Percy opened his mouth and closed it, as if he didn’t know how to answer. “I-…” he started. “I asked father why he didn’t want to see you, he said…he said he felt guilty.” Guilty? Why would a god feel guilty? They were divine; mortal emotions and their concepts of right and wrong do not, and should not, apply to them since they were far more powerful and older than them.
“Why?”
“He couldn’t save you.”
Oh.
“He said that if he could, he would have. That he would have taken us to Atlantis or to camp where we would be safe, but since he broke his oath on the Styx, and because he’s a god who could not be punished, the consequences were for us to have a terrible fate.” Percy brought his knees up to his chest.
“So my death was because I was born?” He asked.
“Basically,” Percy said, “He couldn’t interfere, the ancient laws forbid him from interacting with us as long as we are mortal. But he said he was scared of how you’ll react if you were to see him, he didn’t know if you’d be mad or upset with him, which I’m not surprised if you are. I’m a little mad at him for making me the prophecy child, but, I dunno.”

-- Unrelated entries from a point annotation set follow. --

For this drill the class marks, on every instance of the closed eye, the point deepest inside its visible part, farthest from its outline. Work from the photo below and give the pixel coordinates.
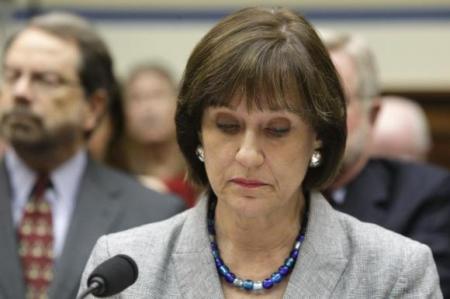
(277, 131)
(229, 128)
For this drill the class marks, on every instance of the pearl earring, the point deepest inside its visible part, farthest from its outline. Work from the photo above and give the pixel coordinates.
(316, 159)
(200, 153)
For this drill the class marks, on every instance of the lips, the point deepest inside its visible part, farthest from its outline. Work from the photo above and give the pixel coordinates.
(248, 183)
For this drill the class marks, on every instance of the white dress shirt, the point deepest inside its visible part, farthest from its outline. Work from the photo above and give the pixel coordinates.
(65, 181)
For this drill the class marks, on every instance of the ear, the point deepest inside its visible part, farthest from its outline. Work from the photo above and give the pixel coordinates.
(317, 144)
(96, 108)
(200, 139)
(374, 111)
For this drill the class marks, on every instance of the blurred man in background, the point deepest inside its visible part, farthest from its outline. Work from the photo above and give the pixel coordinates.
(411, 199)
(401, 130)
(54, 200)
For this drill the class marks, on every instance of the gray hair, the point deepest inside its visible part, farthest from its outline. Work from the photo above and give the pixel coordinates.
(359, 51)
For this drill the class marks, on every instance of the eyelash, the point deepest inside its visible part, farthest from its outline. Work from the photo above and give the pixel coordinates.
(277, 132)
(271, 131)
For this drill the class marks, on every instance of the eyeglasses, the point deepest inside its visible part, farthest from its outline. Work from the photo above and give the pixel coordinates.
(41, 82)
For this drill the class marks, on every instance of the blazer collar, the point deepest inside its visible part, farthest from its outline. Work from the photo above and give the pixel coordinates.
(11, 278)
(318, 269)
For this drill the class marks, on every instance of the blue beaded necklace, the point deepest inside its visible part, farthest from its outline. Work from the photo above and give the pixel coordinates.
(247, 284)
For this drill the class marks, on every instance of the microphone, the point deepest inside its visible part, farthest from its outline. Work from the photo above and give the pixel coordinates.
(111, 277)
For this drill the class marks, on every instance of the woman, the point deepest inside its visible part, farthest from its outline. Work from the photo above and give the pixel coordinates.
(261, 122)
(143, 142)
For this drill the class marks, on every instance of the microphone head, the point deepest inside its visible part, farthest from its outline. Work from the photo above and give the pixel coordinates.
(114, 275)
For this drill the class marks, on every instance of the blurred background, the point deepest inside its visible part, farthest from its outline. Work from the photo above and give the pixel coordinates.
(411, 39)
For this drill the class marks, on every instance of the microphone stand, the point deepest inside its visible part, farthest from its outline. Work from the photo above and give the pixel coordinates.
(92, 287)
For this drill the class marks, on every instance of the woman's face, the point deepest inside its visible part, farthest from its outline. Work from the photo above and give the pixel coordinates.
(150, 105)
(256, 160)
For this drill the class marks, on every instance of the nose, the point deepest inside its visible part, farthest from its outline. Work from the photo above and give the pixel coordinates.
(22, 90)
(250, 154)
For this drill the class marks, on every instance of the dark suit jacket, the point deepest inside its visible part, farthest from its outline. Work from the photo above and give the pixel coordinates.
(408, 198)
(107, 201)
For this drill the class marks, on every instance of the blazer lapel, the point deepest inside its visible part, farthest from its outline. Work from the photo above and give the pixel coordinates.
(95, 210)
(194, 265)
(11, 277)
(321, 262)
(322, 257)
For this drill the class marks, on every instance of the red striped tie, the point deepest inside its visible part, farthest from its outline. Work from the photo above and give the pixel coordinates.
(35, 237)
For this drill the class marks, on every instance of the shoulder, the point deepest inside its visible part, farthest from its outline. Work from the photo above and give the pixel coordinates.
(415, 179)
(390, 261)
(385, 263)
(373, 240)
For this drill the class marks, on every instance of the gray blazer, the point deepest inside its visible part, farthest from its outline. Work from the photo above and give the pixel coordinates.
(341, 257)
(107, 202)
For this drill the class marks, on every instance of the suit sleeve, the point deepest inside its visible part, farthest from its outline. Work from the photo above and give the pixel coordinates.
(418, 278)
(98, 255)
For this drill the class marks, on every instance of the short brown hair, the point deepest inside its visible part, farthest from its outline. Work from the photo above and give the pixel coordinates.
(269, 57)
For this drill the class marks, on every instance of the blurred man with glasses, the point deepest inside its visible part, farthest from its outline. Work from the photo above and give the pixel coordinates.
(55, 201)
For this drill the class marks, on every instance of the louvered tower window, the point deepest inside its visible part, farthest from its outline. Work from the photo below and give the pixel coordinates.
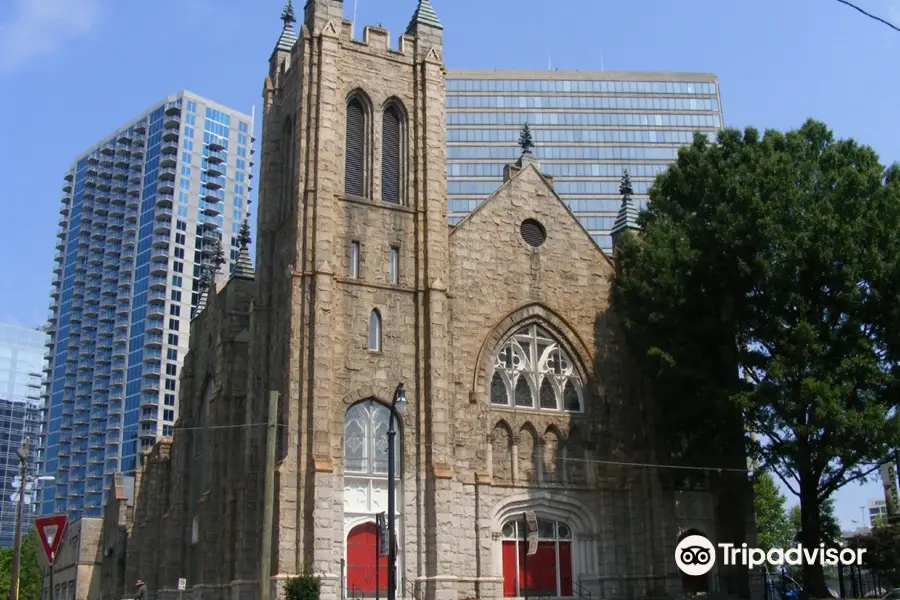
(287, 184)
(355, 155)
(390, 155)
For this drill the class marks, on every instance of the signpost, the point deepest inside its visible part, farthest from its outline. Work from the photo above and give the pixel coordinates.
(51, 531)
(381, 549)
(891, 496)
(531, 536)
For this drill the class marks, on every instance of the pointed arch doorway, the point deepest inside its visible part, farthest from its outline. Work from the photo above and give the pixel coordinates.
(365, 495)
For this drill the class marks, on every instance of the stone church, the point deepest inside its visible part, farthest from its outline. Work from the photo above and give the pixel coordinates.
(521, 400)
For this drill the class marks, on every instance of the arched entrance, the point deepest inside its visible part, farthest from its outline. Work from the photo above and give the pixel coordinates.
(366, 571)
(548, 572)
(365, 469)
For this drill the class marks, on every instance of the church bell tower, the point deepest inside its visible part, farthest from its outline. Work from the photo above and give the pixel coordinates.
(352, 260)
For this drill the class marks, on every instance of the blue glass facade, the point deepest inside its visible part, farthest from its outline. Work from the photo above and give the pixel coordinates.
(21, 416)
(587, 126)
(124, 271)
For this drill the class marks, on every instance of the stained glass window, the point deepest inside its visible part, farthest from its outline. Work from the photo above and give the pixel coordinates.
(531, 370)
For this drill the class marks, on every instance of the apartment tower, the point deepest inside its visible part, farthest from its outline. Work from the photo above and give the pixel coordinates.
(141, 212)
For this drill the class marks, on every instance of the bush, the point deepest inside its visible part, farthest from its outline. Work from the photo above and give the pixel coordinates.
(303, 587)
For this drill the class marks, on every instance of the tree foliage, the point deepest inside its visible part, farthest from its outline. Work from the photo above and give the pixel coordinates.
(829, 527)
(773, 528)
(767, 279)
(303, 587)
(30, 572)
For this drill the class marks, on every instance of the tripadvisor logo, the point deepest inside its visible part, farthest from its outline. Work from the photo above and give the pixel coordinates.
(695, 555)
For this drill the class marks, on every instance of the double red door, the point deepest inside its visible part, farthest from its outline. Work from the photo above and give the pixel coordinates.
(365, 569)
(537, 575)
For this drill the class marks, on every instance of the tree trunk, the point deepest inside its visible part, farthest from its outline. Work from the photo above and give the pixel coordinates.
(810, 537)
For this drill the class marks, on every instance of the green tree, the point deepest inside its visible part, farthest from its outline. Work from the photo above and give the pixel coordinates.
(829, 528)
(773, 528)
(766, 280)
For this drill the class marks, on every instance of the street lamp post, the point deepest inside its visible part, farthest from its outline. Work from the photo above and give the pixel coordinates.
(22, 453)
(398, 406)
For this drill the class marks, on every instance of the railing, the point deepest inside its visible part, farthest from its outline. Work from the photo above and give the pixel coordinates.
(409, 590)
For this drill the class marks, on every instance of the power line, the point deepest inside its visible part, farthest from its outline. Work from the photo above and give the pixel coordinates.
(870, 15)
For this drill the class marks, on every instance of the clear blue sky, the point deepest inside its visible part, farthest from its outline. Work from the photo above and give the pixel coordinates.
(73, 70)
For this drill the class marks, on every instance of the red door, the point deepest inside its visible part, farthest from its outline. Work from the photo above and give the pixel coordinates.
(538, 574)
(362, 549)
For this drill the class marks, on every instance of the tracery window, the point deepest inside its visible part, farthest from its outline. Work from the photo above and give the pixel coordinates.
(531, 370)
(355, 147)
(549, 570)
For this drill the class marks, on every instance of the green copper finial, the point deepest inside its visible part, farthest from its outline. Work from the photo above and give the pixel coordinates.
(424, 15)
(625, 187)
(287, 15)
(627, 218)
(526, 141)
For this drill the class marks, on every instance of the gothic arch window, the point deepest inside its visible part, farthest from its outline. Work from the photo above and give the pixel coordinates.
(531, 370)
(549, 570)
(365, 488)
(392, 152)
(356, 145)
(375, 331)
(288, 169)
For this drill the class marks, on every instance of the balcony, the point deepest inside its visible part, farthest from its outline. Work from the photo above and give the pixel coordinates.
(170, 134)
(153, 355)
(160, 255)
(167, 173)
(166, 187)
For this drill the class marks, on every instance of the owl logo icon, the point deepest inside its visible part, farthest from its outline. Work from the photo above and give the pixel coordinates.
(695, 555)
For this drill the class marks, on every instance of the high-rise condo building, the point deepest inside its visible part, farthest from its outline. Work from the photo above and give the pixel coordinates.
(588, 127)
(21, 415)
(141, 212)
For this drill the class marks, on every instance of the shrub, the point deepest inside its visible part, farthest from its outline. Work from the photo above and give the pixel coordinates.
(303, 587)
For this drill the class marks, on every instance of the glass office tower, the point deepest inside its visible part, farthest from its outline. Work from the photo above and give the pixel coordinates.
(21, 416)
(141, 211)
(588, 127)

There was a silence that fell over them. They sat against the wall of the pool, watching the small currents lazily move about the pool, the refractions of the sunlight against the surface of the water. Jason remembers doing the same thing back when he was in the league with Damian, spending hours in the spring, wondering how and why he could breathe underwater. Wondering why he could think clearly and why his clothes were also dry.
Now that he knows what he was and why, what does it mean now? Is he supposed to go with Percy to camp, help train the other demigods, join the war? If he does, would the prophecy shift from Percy to him? That won’t make sense if it did, Jason was older than sixteen, and when he was sixteen, the whole year was spent mostly catatonic at the league. But is he obligated to fight with Percy? Shock the Greek world by appearing to help out of nowhere, alert the other gods that Poseidon had not one, but two full-blooded demigod children?
“So what now?” Jason asked, his brother’s necklace still in his hand.
“I dunno, Jay,” Percy answered. “I dunno.”